Come, with all your skill and wisdom in mind, let us run away from such a self-willed ditch, those who fall into it and draw our friends into it. Everyone, renounce, for it is not good for us who are thinking and dragging us into the ditch of destruction. It is innocent to eat [wine], but it is cursed to eat drunkenness with intemperance. It was created that hops will be an honor for the wise, and ruin for the madman. As God will be glorified in a reasonable person, for reason is the light for him, and reason illuminates everything with it; such [evils] are excommunicated, those we worthily please.

Verse: When all our bellies ring, glory be to every man according to his deeds.

When glorious people, in their bellies of skill, in their minds, for despondency, became overjoyed with drunkenness, then when, for many days, this is done, drinking darkened their existing mind, turning them into foolishness, drinking themselves naked. Whenever I wake up, I am stung by my shame. When I return to my first rank from being given a drink because of a hangover, I become disastrously slandered on my stomach, as if I had left not a single robe in the house. Love the vast abysses, spread your belly to the wind. Drag, carry, pour! When he got drunk, he was then filled with joy, stupidity and noise, digging at the top of his lungs to wean his stomach. Having still woken up, he became illuminating with illness and was overcome by frequent groans. When I have reached the level of a sober mind, then I am painfully stung by sadness, as if I have drunk a lot, I don’t know that there will be an end to my life, I don’t know where and how to start living, and vows and vows on myself and an oath that I won’t drink in the future. When you have not had a drink for a long time, then lust, like an arrow, is stung, as if powerfully to drink for the glory of God. When, through an oath, we dared, prostrated ourselves to drink and drank, and poured out [on] buttons, and this and ovamo, like a fool, soulless [lying], having appeared to himself as a murderer and murderer, and fell into a bitter adversity worse than the first, and our secret all of this is a disgrace to man. What we don’t do, otherwise good people they will add three times. Everyone will puke, but not everyone will tell on themselves. They see under the forest, but don’t hear under their noses. There is no place to live as a lover, according to the saying: gold is higher than rust, your garments have eaten your prayers, but drunkards and drunkards wipe gold with rust and winnow their lives. Having appeared naked, the native shirt does not touch, nor does the native shirt smolder, and the navel is bare. When it's rubbish, cover it with your finger.

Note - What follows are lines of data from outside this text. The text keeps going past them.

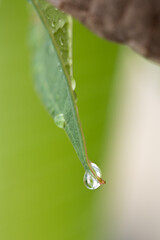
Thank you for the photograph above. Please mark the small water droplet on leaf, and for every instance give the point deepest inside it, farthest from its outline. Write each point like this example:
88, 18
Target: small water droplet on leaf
73, 83
89, 180
59, 120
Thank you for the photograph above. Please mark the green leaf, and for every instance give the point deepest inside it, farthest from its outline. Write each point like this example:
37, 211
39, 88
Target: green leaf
53, 70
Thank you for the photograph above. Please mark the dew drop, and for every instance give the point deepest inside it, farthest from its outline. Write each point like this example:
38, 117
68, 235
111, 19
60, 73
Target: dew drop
89, 180
73, 83
59, 66
61, 41
59, 120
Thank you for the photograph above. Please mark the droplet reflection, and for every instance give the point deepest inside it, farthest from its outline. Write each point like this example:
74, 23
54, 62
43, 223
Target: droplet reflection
89, 180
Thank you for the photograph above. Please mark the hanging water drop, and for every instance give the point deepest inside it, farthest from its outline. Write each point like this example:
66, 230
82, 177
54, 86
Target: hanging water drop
61, 41
89, 180
59, 120
59, 66
73, 83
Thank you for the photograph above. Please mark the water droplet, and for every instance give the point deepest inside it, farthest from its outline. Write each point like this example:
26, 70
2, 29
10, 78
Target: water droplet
53, 24
89, 180
70, 61
59, 66
61, 41
75, 96
73, 83
59, 120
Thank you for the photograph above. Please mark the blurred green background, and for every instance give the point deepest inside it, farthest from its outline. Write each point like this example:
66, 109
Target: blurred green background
42, 195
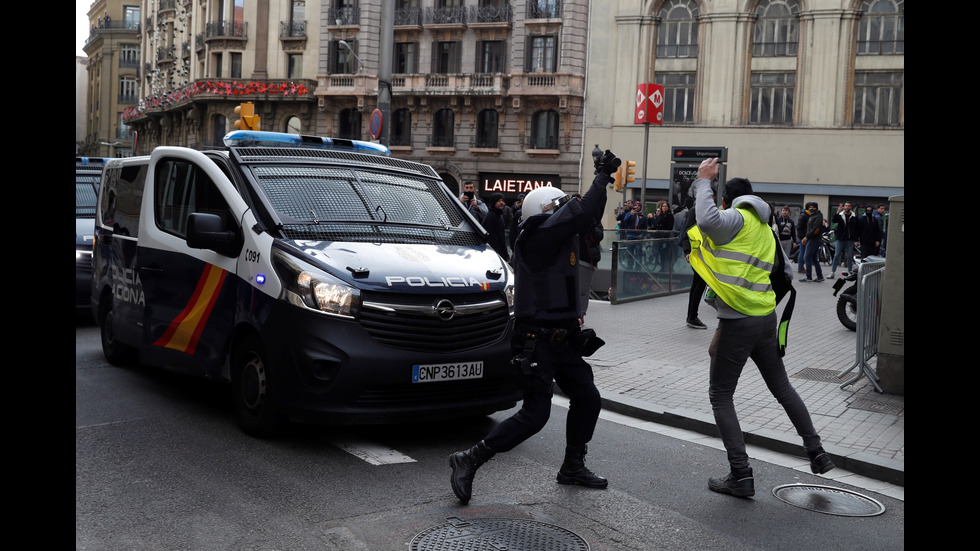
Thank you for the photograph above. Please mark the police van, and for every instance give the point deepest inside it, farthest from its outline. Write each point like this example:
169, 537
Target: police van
88, 171
323, 278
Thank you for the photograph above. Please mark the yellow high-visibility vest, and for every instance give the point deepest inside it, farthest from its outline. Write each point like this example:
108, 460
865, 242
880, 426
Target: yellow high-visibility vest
738, 271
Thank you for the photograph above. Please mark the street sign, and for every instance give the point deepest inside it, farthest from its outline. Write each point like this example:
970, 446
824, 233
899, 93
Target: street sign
376, 122
649, 104
698, 153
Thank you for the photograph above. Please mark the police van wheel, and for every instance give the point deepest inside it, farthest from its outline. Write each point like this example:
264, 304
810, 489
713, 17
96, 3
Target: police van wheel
847, 308
115, 352
250, 383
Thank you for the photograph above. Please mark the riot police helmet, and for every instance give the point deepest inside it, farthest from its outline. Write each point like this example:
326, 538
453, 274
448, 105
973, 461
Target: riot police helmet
542, 200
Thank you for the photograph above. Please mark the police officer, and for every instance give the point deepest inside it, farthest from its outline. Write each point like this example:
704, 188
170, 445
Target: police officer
547, 338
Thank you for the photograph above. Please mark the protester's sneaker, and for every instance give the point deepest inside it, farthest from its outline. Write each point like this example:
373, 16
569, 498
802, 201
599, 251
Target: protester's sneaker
820, 461
738, 486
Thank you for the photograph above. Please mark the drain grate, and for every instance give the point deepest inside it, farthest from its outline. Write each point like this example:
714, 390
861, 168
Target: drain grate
877, 406
828, 500
819, 375
497, 534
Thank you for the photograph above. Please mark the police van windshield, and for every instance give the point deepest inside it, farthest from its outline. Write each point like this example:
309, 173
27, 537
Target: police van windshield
351, 204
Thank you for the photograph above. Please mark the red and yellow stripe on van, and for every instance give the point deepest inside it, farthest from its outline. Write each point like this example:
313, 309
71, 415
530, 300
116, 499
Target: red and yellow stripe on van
185, 330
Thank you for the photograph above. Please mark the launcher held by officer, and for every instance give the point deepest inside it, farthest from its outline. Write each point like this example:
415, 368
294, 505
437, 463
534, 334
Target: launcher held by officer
548, 341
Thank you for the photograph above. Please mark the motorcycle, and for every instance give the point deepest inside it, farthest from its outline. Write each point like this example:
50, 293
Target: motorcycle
847, 301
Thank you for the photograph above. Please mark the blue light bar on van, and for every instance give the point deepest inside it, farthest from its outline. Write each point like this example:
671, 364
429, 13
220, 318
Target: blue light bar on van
89, 160
254, 138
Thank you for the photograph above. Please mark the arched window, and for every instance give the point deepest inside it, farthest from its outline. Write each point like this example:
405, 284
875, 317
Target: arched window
881, 30
678, 33
777, 28
350, 124
442, 128
401, 128
544, 130
776, 34
486, 128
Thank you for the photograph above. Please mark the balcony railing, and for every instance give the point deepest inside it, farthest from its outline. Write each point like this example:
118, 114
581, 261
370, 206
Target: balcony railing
485, 142
489, 14
349, 15
408, 17
440, 141
216, 29
295, 29
445, 16
165, 53
550, 9
458, 84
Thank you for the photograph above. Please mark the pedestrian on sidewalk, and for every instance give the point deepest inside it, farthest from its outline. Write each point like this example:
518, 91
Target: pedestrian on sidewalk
698, 285
734, 250
548, 340
786, 230
811, 243
846, 234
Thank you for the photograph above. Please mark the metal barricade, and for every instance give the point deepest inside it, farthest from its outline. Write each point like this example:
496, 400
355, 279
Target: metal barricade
647, 268
869, 280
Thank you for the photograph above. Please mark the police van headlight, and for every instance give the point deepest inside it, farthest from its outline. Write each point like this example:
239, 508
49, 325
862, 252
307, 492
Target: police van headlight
310, 287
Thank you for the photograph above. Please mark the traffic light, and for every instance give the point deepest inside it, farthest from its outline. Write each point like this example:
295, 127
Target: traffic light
630, 172
618, 179
247, 119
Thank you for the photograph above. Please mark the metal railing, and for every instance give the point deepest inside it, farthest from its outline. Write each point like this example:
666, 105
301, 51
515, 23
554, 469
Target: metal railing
869, 280
644, 268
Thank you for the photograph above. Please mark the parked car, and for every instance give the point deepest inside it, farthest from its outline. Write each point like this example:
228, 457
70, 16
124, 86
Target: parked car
88, 172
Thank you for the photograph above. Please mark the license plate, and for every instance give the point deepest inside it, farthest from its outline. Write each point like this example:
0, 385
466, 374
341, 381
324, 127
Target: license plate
431, 373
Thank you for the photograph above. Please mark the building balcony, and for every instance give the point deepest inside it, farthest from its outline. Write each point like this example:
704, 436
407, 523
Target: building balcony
344, 17
292, 35
473, 84
408, 17
226, 34
547, 84
445, 18
489, 16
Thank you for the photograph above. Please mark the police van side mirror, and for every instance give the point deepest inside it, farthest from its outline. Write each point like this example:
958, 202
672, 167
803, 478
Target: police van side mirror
208, 231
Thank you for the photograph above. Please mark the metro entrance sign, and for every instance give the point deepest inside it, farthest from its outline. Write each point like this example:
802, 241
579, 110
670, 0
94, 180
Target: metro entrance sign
649, 104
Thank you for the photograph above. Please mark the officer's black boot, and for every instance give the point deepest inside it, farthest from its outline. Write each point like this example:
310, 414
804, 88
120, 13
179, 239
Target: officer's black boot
573, 470
465, 464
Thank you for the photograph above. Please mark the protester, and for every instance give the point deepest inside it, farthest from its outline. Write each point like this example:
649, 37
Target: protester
734, 250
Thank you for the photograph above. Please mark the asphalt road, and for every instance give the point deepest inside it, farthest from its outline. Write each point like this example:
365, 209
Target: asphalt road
161, 464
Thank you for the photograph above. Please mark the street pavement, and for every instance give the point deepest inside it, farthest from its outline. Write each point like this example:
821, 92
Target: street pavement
654, 368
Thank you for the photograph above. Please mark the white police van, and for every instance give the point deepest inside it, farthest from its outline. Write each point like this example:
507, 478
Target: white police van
322, 278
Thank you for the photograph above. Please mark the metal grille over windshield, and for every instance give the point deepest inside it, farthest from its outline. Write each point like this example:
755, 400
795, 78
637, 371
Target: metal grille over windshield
341, 204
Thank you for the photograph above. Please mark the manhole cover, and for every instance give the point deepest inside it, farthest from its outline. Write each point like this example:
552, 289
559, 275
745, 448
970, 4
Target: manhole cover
497, 534
829, 500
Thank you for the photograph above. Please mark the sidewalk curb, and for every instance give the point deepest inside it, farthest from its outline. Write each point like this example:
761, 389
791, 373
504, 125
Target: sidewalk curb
861, 463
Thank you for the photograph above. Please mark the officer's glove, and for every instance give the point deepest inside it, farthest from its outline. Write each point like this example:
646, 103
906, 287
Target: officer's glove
607, 163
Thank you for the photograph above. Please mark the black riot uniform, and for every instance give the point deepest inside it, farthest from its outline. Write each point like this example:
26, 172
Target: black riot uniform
548, 340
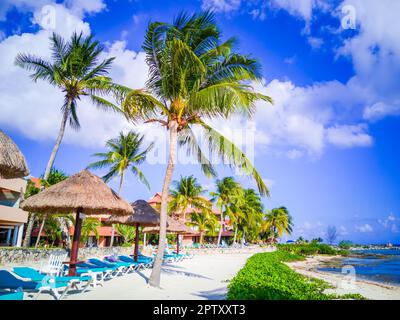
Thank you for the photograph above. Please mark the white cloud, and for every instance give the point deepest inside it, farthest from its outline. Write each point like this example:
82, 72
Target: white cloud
348, 136
77, 7
343, 231
34, 108
375, 53
364, 228
390, 222
315, 42
221, 5
380, 110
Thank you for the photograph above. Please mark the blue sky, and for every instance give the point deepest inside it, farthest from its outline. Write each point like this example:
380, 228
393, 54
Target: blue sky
327, 148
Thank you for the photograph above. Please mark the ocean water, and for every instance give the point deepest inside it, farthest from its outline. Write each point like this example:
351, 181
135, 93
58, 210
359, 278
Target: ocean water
381, 265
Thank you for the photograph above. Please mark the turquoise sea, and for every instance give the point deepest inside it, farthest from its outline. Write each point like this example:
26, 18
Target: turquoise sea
381, 265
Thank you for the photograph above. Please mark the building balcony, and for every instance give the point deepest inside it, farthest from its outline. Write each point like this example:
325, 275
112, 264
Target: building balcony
12, 215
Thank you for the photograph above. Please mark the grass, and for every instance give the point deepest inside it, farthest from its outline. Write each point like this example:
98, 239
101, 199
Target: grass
266, 277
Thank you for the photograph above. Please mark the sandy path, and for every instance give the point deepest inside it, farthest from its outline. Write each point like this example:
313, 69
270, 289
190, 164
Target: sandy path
203, 277
344, 283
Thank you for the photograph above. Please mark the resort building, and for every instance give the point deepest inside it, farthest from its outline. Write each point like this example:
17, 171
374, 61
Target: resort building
12, 218
185, 217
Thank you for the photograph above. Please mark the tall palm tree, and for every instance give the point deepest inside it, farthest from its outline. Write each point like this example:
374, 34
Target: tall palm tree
75, 69
126, 232
194, 76
251, 209
31, 190
205, 222
277, 222
124, 153
187, 193
228, 192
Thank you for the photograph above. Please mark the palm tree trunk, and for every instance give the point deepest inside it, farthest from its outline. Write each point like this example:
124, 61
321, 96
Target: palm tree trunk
40, 230
220, 228
235, 235
121, 182
53, 155
28, 232
154, 280
50, 163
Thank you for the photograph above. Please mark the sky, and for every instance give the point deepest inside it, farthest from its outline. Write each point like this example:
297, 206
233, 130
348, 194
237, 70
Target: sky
327, 148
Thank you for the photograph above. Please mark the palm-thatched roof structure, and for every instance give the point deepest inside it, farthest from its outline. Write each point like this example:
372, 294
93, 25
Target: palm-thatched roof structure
83, 192
143, 215
12, 161
173, 226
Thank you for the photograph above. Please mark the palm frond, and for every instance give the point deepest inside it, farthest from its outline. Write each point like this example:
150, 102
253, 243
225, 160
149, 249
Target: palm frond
235, 157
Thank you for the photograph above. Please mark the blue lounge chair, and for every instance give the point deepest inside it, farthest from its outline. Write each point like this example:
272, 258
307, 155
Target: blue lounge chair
35, 275
117, 269
9, 281
129, 266
19, 295
140, 265
85, 268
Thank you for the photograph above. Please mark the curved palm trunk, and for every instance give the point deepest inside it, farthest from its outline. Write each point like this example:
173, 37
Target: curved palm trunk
40, 230
220, 228
154, 280
50, 164
28, 232
121, 182
201, 237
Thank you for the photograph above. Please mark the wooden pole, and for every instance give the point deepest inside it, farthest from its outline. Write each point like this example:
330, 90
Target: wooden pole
135, 255
75, 245
177, 243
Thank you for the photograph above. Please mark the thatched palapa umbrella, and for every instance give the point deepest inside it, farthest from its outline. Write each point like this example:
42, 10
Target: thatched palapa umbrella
83, 194
143, 215
12, 161
173, 226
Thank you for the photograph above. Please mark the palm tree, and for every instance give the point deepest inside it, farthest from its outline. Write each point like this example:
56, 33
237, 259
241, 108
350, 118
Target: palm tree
194, 76
228, 192
205, 222
277, 222
124, 153
75, 69
252, 213
31, 190
90, 225
55, 176
126, 232
187, 193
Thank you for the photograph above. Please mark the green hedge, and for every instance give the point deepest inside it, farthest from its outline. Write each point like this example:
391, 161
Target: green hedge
266, 277
308, 249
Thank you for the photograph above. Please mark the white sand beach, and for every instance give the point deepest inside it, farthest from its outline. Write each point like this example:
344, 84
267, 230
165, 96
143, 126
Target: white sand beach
343, 283
203, 277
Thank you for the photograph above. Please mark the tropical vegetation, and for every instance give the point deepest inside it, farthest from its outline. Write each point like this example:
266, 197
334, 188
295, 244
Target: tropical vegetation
194, 76
266, 277
124, 153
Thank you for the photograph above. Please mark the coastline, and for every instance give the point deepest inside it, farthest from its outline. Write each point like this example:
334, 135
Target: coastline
342, 283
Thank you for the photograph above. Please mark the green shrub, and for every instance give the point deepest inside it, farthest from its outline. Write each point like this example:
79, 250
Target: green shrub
266, 277
307, 249
345, 244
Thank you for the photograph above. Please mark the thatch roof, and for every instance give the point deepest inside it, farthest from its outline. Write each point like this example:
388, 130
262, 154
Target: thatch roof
173, 226
83, 192
12, 161
143, 213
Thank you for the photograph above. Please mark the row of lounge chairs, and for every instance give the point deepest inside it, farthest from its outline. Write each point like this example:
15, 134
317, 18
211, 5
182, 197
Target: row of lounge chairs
91, 273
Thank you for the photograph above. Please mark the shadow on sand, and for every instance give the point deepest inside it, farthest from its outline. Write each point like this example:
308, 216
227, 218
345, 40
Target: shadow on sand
216, 294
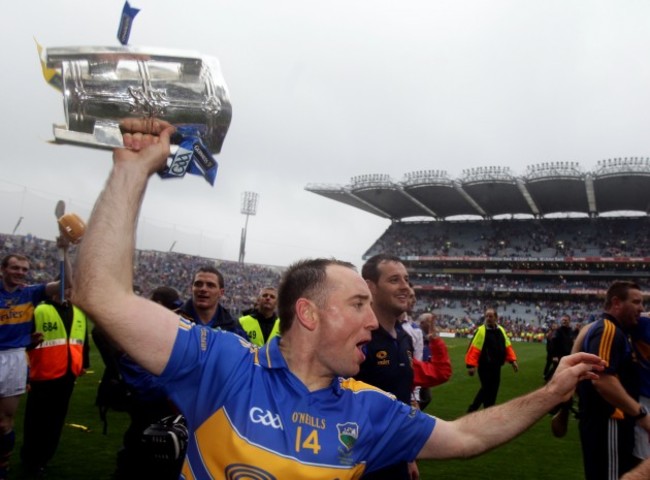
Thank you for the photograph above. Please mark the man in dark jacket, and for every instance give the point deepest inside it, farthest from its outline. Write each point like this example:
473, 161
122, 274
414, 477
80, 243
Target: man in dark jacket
204, 308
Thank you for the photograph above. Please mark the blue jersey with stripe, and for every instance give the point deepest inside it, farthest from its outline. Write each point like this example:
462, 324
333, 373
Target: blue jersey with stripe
250, 417
641, 342
17, 315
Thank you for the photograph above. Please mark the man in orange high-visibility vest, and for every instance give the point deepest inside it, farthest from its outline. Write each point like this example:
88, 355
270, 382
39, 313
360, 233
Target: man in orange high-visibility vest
489, 349
55, 365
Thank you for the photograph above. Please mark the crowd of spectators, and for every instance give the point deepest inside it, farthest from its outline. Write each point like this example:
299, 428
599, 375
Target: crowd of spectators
558, 237
491, 283
155, 269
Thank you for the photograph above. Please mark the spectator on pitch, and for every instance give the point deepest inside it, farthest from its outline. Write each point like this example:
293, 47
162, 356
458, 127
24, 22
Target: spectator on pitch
549, 354
489, 349
204, 308
413, 330
148, 403
389, 362
288, 409
608, 407
17, 303
263, 323
641, 343
434, 350
54, 366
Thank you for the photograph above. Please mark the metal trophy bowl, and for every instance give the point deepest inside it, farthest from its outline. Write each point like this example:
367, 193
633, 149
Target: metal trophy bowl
102, 85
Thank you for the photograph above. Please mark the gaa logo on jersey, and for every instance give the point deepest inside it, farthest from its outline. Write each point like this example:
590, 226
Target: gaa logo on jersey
237, 471
266, 418
348, 434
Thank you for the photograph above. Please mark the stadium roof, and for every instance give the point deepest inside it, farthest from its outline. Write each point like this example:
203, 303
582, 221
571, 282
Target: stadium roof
619, 184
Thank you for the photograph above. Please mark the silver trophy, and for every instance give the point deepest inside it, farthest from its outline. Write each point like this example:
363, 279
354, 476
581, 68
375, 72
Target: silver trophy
103, 85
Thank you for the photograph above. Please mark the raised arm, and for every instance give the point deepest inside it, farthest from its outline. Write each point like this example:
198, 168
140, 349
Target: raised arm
104, 268
484, 430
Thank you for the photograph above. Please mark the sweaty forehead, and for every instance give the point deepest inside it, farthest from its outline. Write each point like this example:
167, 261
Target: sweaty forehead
14, 262
343, 278
206, 277
388, 268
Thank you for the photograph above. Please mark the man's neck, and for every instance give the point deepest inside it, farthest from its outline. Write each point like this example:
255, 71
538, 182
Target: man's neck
265, 314
206, 314
9, 288
387, 322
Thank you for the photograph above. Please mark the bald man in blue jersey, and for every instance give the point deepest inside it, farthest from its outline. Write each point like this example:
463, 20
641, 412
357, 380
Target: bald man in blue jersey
288, 409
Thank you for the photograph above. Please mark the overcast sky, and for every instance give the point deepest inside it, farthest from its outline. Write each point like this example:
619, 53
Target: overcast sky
323, 91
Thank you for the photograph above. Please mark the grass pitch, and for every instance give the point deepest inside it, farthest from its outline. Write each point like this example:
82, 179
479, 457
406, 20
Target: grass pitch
85, 453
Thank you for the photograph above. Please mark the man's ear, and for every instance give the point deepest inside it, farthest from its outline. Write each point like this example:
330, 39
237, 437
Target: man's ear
307, 313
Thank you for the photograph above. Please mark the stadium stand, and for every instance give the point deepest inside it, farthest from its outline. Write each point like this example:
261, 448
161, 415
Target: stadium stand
154, 269
534, 246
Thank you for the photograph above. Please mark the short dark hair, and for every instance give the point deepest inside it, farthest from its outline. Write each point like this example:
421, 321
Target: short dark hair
370, 269
304, 279
17, 256
619, 289
210, 269
167, 296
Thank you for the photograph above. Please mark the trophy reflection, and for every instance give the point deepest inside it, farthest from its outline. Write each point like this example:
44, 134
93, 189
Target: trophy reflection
103, 85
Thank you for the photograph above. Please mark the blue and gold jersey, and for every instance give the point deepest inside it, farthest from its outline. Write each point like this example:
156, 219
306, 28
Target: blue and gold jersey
250, 417
17, 314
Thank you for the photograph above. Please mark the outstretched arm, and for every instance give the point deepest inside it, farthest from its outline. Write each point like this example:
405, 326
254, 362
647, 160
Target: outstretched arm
641, 472
104, 270
484, 430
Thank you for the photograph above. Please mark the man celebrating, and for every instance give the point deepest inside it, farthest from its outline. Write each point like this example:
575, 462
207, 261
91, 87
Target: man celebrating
204, 308
608, 407
263, 324
390, 354
284, 410
489, 350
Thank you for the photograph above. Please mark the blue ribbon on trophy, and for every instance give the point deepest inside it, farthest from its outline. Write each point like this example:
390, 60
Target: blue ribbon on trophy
126, 20
103, 85
192, 155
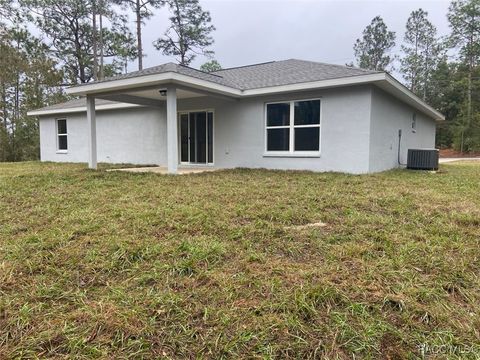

Thank you God, it was all over, there’s nothing to think about, just sleep, don’t stand, just keep your defenses against bedbugs, otherwise you’ll live happily, but there’s nothing to eat. Hands pressed to your heart and shoo on the stove, you can’t beat the devil in the corner. For this reason, we all cry out to you out of idleness: have fun, rejoice, get lost, and hire yourself twice, get some money, eat the altyn, and buy half of it, and sometimes don’t even sleep.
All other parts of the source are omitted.